Dari keempat episode tipes Sigi ini saya ingin membagikan kepedulian Tuhan kpd saya, org paling buruk di dunia yg sangat pantas dimurkai, tp justru dikasihi, diampuni, dan dipulihkanNya.
Selama masa kesukaran ini saya terus mencari apa itu sukacita. Kl sukacita itu artinya senang, mana mungkin saya bisa senang saat anak saya sakit, atau saat saya merana dalam kesusahan saya seorang diri tanpa teman yg benar2 mengerti.
Jawaban pertama datang dari kotbah pendeta minggu ini. Dia bukakan ttg 4 tokoh yg dapat bersukacita dlm keadaannya yg sedang tidak baik. Bersukacita dia artikan bukan perasaan senang, tetapi perasaan lega yg luar biasa karena mengetahui yakin ada harapan. Dia gambarkan seperti kita berjalan melewati lorong yg gelap, sampai berasa sesak nafas, nah, ketika terlihat secercah cahaya kita bisa lega, lorong gelap ini ada ujungnya dan pasti berakhir.

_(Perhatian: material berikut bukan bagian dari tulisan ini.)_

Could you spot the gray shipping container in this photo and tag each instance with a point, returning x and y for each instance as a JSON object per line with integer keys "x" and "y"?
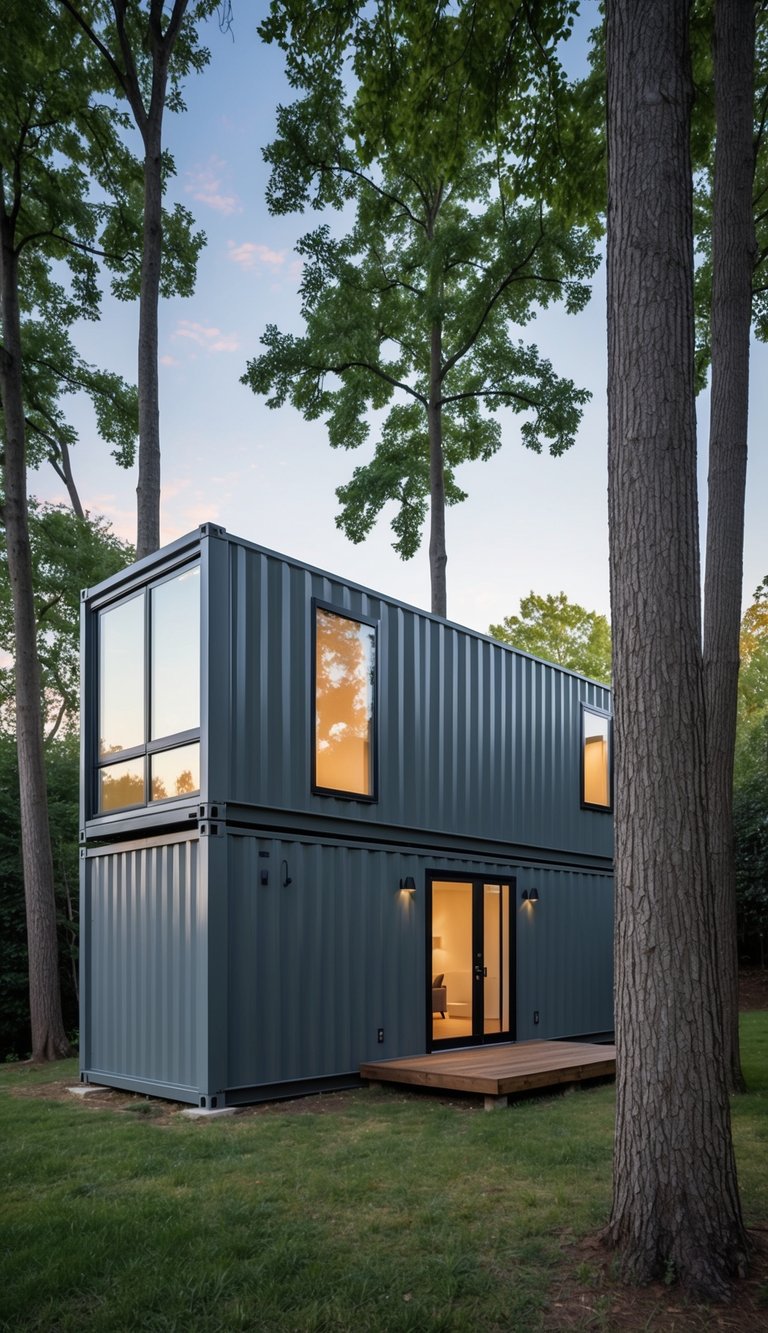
{"x": 322, "y": 828}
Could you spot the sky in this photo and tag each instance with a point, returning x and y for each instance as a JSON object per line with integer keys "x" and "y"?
{"x": 531, "y": 521}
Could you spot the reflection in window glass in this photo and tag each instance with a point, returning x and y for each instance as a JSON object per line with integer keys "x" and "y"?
{"x": 346, "y": 665}
{"x": 175, "y": 772}
{"x": 122, "y": 784}
{"x": 596, "y": 761}
{"x": 122, "y": 677}
{"x": 176, "y": 655}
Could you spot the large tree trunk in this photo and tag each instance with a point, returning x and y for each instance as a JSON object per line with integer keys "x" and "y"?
{"x": 732, "y": 265}
{"x": 438, "y": 553}
{"x": 48, "y": 1036}
{"x": 676, "y": 1205}
{"x": 148, "y": 487}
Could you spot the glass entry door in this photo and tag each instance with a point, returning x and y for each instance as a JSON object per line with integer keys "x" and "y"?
{"x": 471, "y": 952}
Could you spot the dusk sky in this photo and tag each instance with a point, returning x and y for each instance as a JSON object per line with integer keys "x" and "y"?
{"x": 530, "y": 523}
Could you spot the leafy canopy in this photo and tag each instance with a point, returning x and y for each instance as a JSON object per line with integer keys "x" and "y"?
{"x": 562, "y": 632}
{"x": 419, "y": 309}
{"x": 68, "y": 553}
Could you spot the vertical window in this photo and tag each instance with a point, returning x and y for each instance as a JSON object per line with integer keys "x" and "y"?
{"x": 344, "y": 704}
{"x": 150, "y": 695}
{"x": 595, "y": 760}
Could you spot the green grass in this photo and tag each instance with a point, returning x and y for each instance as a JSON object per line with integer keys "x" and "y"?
{"x": 387, "y": 1213}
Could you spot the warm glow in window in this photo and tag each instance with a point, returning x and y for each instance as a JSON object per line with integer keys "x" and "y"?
{"x": 596, "y": 761}
{"x": 344, "y": 691}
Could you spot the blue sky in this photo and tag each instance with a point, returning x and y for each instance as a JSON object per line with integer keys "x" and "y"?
{"x": 530, "y": 523}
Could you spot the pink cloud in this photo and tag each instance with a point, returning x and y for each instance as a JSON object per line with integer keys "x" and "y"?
{"x": 204, "y": 184}
{"x": 251, "y": 255}
{"x": 207, "y": 336}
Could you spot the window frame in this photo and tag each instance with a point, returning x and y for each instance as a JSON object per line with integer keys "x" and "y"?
{"x": 359, "y": 619}
{"x": 596, "y": 712}
{"x": 163, "y": 744}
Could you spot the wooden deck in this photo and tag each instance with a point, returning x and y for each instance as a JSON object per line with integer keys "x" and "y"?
{"x": 498, "y": 1072}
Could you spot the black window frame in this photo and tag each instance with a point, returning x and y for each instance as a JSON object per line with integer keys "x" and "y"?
{"x": 359, "y": 619}
{"x": 162, "y": 744}
{"x": 596, "y": 712}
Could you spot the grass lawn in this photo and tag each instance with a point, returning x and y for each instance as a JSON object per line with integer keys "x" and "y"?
{"x": 366, "y": 1211}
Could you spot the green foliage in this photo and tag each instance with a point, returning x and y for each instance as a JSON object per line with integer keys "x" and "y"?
{"x": 703, "y": 153}
{"x": 751, "y": 780}
{"x": 562, "y": 632}
{"x": 63, "y": 768}
{"x": 68, "y": 553}
{"x": 67, "y": 180}
{"x": 420, "y": 307}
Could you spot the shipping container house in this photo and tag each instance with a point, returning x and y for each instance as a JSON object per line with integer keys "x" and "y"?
{"x": 320, "y": 828}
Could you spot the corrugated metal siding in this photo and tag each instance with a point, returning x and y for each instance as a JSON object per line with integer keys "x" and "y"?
{"x": 474, "y": 739}
{"x": 316, "y": 967}
{"x": 564, "y": 955}
{"x": 144, "y": 961}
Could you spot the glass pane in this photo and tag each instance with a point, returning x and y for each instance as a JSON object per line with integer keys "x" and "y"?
{"x": 596, "y": 767}
{"x": 346, "y": 667}
{"x": 451, "y": 960}
{"x": 175, "y": 772}
{"x": 176, "y": 655}
{"x": 122, "y": 784}
{"x": 122, "y": 677}
{"x": 495, "y": 957}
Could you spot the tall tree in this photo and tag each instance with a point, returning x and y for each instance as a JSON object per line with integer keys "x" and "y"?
{"x": 562, "y": 632}
{"x": 62, "y": 168}
{"x": 675, "y": 1197}
{"x": 148, "y": 53}
{"x": 423, "y": 303}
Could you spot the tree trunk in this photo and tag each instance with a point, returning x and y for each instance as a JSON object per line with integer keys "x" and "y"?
{"x": 676, "y": 1208}
{"x": 48, "y": 1036}
{"x": 732, "y": 265}
{"x": 148, "y": 487}
{"x": 438, "y": 553}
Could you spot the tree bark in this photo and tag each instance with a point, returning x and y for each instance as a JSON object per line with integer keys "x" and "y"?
{"x": 48, "y": 1036}
{"x": 676, "y": 1208}
{"x": 732, "y": 264}
{"x": 148, "y": 487}
{"x": 438, "y": 553}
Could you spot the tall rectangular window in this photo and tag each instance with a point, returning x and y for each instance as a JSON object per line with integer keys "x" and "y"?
{"x": 150, "y": 695}
{"x": 344, "y": 704}
{"x": 595, "y": 760}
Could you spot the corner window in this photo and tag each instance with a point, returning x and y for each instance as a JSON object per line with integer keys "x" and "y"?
{"x": 344, "y": 704}
{"x": 150, "y": 695}
{"x": 595, "y": 760}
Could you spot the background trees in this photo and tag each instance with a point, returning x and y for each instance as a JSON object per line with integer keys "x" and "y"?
{"x": 562, "y": 632}
{"x": 147, "y": 53}
{"x": 450, "y": 255}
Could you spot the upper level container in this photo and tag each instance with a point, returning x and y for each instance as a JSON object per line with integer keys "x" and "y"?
{"x": 224, "y": 681}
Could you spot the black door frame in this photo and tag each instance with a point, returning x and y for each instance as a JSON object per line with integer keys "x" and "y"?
{"x": 508, "y": 960}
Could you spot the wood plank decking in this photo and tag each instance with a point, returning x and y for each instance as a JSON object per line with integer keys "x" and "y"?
{"x": 499, "y": 1071}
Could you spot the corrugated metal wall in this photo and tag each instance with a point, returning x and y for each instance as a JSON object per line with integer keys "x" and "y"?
{"x": 318, "y": 965}
{"x": 474, "y": 739}
{"x": 144, "y": 964}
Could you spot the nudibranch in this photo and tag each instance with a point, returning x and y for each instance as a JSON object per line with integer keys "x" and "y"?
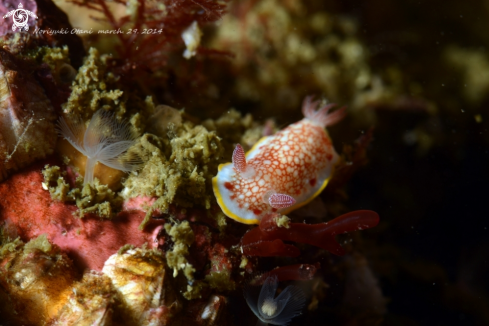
{"x": 281, "y": 172}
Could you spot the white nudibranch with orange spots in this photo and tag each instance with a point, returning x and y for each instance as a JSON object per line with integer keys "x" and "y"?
{"x": 281, "y": 172}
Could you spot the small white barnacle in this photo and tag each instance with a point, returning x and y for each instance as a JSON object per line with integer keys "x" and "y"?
{"x": 279, "y": 310}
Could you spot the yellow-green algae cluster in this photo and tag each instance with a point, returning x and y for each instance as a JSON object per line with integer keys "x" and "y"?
{"x": 182, "y": 236}
{"x": 180, "y": 158}
{"x": 94, "y": 198}
{"x": 286, "y": 50}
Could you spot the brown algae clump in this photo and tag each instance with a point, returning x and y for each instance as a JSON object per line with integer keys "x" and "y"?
{"x": 178, "y": 169}
{"x": 94, "y": 88}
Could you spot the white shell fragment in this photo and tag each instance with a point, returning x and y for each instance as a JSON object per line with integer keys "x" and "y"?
{"x": 191, "y": 36}
{"x": 138, "y": 276}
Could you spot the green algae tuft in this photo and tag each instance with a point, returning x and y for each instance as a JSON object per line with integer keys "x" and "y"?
{"x": 93, "y": 198}
{"x": 182, "y": 236}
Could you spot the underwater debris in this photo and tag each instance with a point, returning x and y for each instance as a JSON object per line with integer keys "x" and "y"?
{"x": 268, "y": 234}
{"x": 297, "y": 272}
{"x": 271, "y": 176}
{"x": 105, "y": 140}
{"x": 191, "y": 36}
{"x": 139, "y": 276}
{"x": 91, "y": 302}
{"x": 27, "y": 131}
{"x": 182, "y": 236}
{"x": 35, "y": 277}
{"x": 30, "y": 211}
{"x": 276, "y": 311}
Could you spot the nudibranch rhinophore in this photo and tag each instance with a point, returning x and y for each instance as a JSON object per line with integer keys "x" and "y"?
{"x": 281, "y": 172}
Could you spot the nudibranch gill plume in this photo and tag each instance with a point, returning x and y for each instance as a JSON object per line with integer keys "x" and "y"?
{"x": 281, "y": 172}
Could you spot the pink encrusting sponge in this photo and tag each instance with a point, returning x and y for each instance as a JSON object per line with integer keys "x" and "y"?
{"x": 281, "y": 172}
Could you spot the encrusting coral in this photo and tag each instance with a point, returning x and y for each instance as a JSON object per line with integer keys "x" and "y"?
{"x": 155, "y": 239}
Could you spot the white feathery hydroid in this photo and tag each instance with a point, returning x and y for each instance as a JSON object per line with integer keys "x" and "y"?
{"x": 279, "y": 310}
{"x": 105, "y": 140}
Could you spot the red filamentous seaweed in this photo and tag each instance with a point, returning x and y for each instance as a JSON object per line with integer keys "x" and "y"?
{"x": 262, "y": 240}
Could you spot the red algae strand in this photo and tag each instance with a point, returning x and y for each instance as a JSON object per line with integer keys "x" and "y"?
{"x": 320, "y": 235}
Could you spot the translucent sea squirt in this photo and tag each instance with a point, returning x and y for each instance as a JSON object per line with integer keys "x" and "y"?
{"x": 275, "y": 311}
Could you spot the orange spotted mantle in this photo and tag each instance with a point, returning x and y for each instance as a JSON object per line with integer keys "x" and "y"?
{"x": 298, "y": 161}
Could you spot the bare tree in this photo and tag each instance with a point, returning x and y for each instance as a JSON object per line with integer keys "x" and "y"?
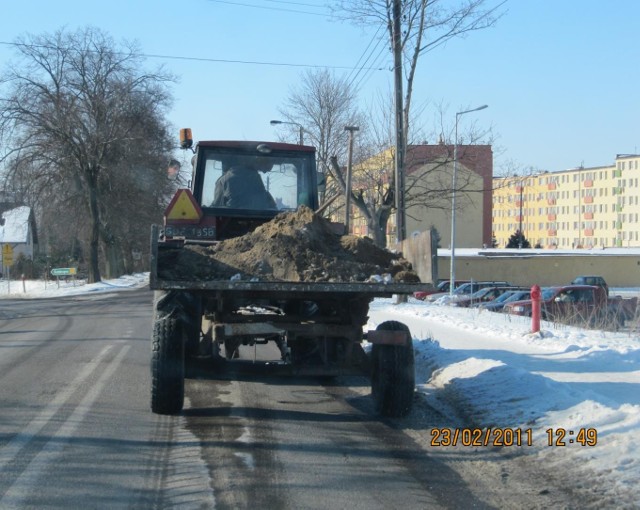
{"x": 415, "y": 27}
{"x": 425, "y": 25}
{"x": 82, "y": 125}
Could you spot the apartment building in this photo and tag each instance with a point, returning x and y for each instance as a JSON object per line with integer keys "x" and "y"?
{"x": 429, "y": 172}
{"x": 576, "y": 208}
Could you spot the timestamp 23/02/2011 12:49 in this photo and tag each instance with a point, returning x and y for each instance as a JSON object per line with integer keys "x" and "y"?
{"x": 511, "y": 437}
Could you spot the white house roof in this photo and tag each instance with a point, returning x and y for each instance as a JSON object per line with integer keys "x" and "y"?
{"x": 16, "y": 225}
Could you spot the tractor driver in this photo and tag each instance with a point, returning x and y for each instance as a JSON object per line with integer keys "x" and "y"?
{"x": 241, "y": 186}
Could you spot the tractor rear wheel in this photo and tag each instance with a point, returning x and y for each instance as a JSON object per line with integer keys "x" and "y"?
{"x": 167, "y": 366}
{"x": 393, "y": 374}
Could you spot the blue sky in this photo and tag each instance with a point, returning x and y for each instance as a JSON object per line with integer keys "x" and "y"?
{"x": 561, "y": 77}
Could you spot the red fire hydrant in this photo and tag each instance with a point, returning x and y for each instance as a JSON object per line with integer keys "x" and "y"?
{"x": 535, "y": 308}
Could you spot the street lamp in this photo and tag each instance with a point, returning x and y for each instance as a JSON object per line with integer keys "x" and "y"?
{"x": 452, "y": 269}
{"x": 301, "y": 129}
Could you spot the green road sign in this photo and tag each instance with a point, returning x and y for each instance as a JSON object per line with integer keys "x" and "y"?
{"x": 63, "y": 271}
{"x": 7, "y": 254}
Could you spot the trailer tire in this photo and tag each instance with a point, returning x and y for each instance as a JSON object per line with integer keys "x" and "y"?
{"x": 167, "y": 367}
{"x": 393, "y": 374}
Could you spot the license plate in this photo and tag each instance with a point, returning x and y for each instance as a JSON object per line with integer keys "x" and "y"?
{"x": 190, "y": 232}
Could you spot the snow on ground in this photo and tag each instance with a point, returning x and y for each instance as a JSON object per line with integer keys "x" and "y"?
{"x": 500, "y": 375}
{"x": 564, "y": 378}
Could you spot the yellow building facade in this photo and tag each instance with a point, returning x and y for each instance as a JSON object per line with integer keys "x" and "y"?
{"x": 577, "y": 208}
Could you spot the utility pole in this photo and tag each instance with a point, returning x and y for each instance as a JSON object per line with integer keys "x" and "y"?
{"x": 401, "y": 230}
{"x": 347, "y": 193}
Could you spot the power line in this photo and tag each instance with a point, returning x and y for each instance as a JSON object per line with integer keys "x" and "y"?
{"x": 204, "y": 59}
{"x": 273, "y": 8}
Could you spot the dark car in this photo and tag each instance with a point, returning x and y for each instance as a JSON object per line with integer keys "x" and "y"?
{"x": 598, "y": 281}
{"x": 559, "y": 301}
{"x": 485, "y": 295}
{"x": 497, "y": 305}
{"x": 443, "y": 286}
{"x": 466, "y": 289}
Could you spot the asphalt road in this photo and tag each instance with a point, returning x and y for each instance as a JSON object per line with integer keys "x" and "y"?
{"x": 76, "y": 430}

Tokoh pertama Yesaya, mengajak bangsa Israel bersukacita setelah selesai dihukum, pulang dari pembuangan. Tokoh kedua pemazmur bersukacita setelah mengalami penderitaan. Tokoh ke3 bersukacita saat SEDANG bertahan dalam kesusahan. Ke 4 bersukacita saat mewartakan Injil.
Kata bersukacita semakin terasa jelas bagi saya ketika belajar surat filipi. Paulus menuliskan kitab ini dari dalam penjara (tahanan rumah di Roma), dia menyewa sdr rumah yg mjd penjaranya yg dijaga ketat oleh tentara Roma shg dia tdk dpt bekerja membuat tenda, artinya dia tdk bs menghasilkan uang, dlm kekurangan. Dia berada disitupun stlh mengalami turbulensi berkepanjangan, menjalani pengadilan yg perkaranya tak kunjung diberi putusan krn oknum2 yg menanti diberi suap olehnya, menjalani perjalanan panjang utk sampai di roma diusianya yg sudah tua sekitar 70 tahunan bahkan sampai sempat mengalami karam kapal dan terombang ambing berhari2 di tengah laut. Kesulitannya terus menerus spt tidak berujung. Tapi dalam surat-suratnya dia tulis, bersukacitalah senantiasa dalam Tuhan. Sekali lagi kukatakan, bersukacitalah. Ternyata rahasia sukacita paulus bukan terletak pada situasi kondisi hidupnya, tetapi pada Kristus dan injilnya.
(to be continued)
Saya benar2 bingung ketika dibilang bersukacitalah senantiasa, be anxious for nothing, perintah2 itu seperti perintah yg mustahil dilakukan. Saya mencari2 apa itu bersukacita, mana bisa saya bersukacita saat anak saya berkali2 sakit. Mana bisa saya bersukacita saat saya habis segala-galanya (hati, pikiran, emosi, fisik (uang saya tidak punya)), semua yg saya punya rasanya benar2 habis utk melawan tipes anak saya. Saya babak belur secara fisik, mental dan spiritual. Ini semua seperti mimpi buruk yg entah kapan berakhir. Banyak perkataan Tuhan saya mengerti sesaat, kemudian saya lupakan saat penderitaan dan kesulitan kembali datang. Saya seperti Musa yg posisi default nya adl marah. Juga seperti bangsa Israel yg tegar tengkuk dan hobi bersungut2, berkeluh kesah, murmuring. Konyolnya krn sepanjang hari cm bertiga sama anak2 jd yg bisa kena semprot amarah ya cuma mereka, terutama Sigi (dan sekali2 suami juga kena). Sebenarnya akar kemarahanku adl tidak terima Tuhan mengizinkan keadaan yg begitu buruk ini terjadi padaku, pada anakku Sigi. Aku menolak pemberian Tuhan, aku menolak rencana Tuhan. Bahkan pernah terjadi saya marah2 teriak2 di kamar mandi "Tuhan kl Kau mau mengubahku mjd ibu yg lebih baik, jgn pakai cara kekerasan seperti ini, gak akan berhasil, Engkau gagal, aku gak suka, aku benci padaMu" berulang2 saya marah seperti itu stlh sblmnya saya marah2 sama Sigi. Dia di luar panggil saya, Bunda marah knp?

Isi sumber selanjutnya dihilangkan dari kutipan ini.